Cette pointe de Rhône et le la Saône semble avoir été toujours un lieu sacré. Les Segusii de Lyon dépendaient du peuple druidique des Edues. Là, soixante tribus de la Gaule dressèrent l'autel d'Auguste, et Galigula y établit ces combats d'éloquence où le vaincu était jeté dans le Rhône, s'il n'aimait mieux effacer son discours avec sa langue. A sa place, on jetait des victimes dans le fleuve, selon le vieil usage celtique et germanique ; on observait la manière dont elles tourbillonaient pour en tirer des présages de l'avenir. On montre, au pont de Saint-Nizier, l'arc merveilleux d'où l'on précipitait les taureaux.

La fameuse table de bronze, où on lit encore le discours de Claude pour l'admission des Gaulois dans le sénat, est la première de nos antiquités nationales, le signe de notre initiation dans le monde civilisé. Une autre initiation d'un autre caractère, a son monument dans les catacombes de Saint-Irénée, dans la crypte de Saint-Pothin, dans Fourvières, la montagne des pélerins. Lyon fut le siège de l'administration romaine, puis de l'autorité ecclésiastique pour les quatres Lyonnaises (Lyon, Tours, Sens et Rouen), c'est-à-dire pour toute la Celtique. Dans les terribles bouleversements des premiers siècles du moyen âge, cette grande ville ecclésiastique ouvrit son sein à une foule de fugitifs, et se peupla de la dépopulation générale, à peu près comme Constantinople concentra peu à peu en elle tout l'empire grec, qui reculait devant les Arabes et les Turcs.

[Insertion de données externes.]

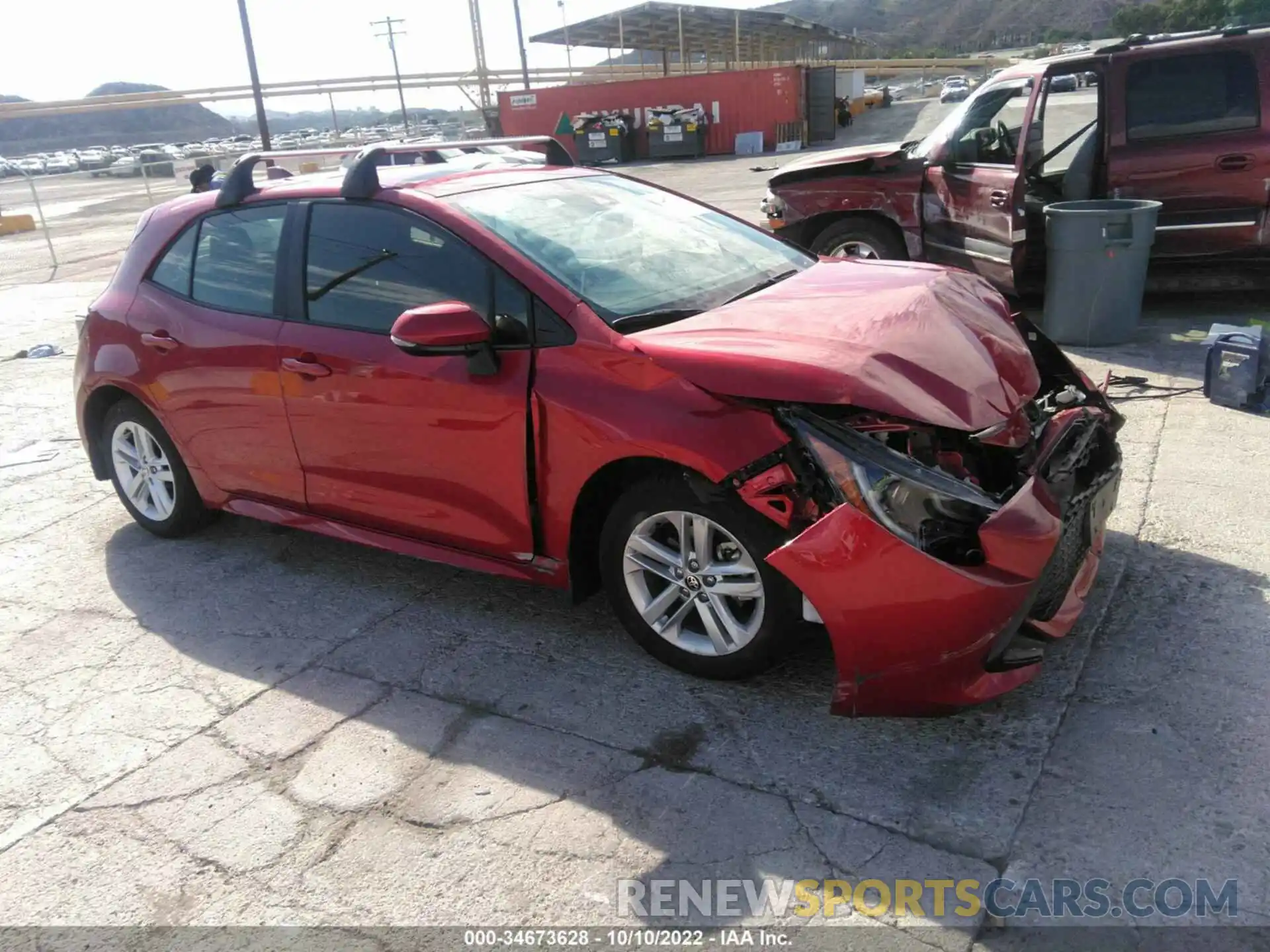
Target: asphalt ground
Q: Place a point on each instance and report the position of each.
(257, 727)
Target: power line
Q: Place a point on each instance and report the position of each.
(388, 23)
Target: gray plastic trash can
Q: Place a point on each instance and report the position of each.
(1096, 268)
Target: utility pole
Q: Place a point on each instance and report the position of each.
(255, 78)
(520, 44)
(568, 50)
(388, 23)
(479, 48)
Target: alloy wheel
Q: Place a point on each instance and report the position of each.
(694, 583)
(144, 471)
(855, 249)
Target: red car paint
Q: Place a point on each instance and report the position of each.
(977, 216)
(847, 565)
(912, 340)
(323, 429)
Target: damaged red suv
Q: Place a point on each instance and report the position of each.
(570, 377)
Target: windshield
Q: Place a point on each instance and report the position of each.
(978, 112)
(630, 249)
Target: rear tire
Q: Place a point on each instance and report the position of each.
(720, 614)
(148, 473)
(860, 238)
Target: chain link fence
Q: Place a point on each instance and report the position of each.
(84, 220)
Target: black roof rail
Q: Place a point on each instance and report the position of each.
(240, 183)
(362, 179)
(1143, 40)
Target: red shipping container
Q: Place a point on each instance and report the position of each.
(747, 100)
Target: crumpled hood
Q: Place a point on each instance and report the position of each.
(913, 340)
(839, 157)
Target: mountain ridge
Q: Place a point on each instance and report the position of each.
(923, 27)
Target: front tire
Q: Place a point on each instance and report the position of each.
(860, 238)
(148, 473)
(689, 582)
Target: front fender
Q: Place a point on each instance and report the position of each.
(595, 407)
(896, 196)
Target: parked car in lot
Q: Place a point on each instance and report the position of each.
(955, 91)
(95, 159)
(581, 380)
(60, 163)
(153, 164)
(1183, 121)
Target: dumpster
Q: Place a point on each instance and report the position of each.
(1096, 268)
(601, 138)
(675, 131)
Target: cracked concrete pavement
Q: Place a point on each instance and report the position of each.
(261, 727)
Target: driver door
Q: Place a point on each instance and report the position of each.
(973, 214)
(417, 446)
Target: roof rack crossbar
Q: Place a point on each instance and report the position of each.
(362, 178)
(239, 183)
(1134, 40)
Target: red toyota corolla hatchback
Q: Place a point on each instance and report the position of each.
(575, 379)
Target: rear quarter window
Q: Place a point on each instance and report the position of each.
(1191, 95)
(175, 268)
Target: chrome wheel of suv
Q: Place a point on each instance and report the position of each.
(143, 471)
(694, 583)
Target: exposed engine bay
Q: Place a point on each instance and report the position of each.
(935, 487)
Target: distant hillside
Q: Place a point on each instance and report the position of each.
(959, 26)
(168, 124)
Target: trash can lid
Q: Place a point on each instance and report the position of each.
(1101, 206)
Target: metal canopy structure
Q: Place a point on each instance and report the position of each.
(730, 34)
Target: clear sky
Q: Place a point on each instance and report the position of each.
(62, 51)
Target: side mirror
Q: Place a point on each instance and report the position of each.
(446, 329)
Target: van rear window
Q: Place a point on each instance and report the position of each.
(1191, 95)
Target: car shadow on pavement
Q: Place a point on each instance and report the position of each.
(512, 707)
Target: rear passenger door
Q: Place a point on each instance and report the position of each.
(207, 317)
(1189, 131)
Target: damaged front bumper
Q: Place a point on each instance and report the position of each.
(913, 635)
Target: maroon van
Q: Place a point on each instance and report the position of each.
(1179, 120)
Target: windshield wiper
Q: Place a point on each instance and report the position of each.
(652, 319)
(765, 284)
(385, 255)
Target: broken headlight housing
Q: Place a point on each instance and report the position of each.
(927, 508)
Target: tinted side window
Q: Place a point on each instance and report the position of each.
(1191, 95)
(237, 257)
(175, 268)
(366, 266)
(511, 311)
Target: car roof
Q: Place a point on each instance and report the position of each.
(1198, 40)
(437, 180)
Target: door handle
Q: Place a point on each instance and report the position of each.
(160, 340)
(1234, 163)
(305, 368)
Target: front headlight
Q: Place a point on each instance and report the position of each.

Cette population n'avait ni champs ni terres, rien que ses bras et son Rhône ; elle fut industrielle et commerçante. L'industrie y avait commencé dès les romains. Nous avons des inscriptions tumulaires : A la mémoire d'un vitrier africain, habitant de Lyon, A la mémoire d'un vétéran des légions, marchand de papier. Cette fourmillière laborieuse, enfermée entre les rochers et la rivière, entassée dans les rues sombres qui y descendent, sous la pluis et l'éternel brouillard, elle eut sa vie morale pourtant et sa poésie.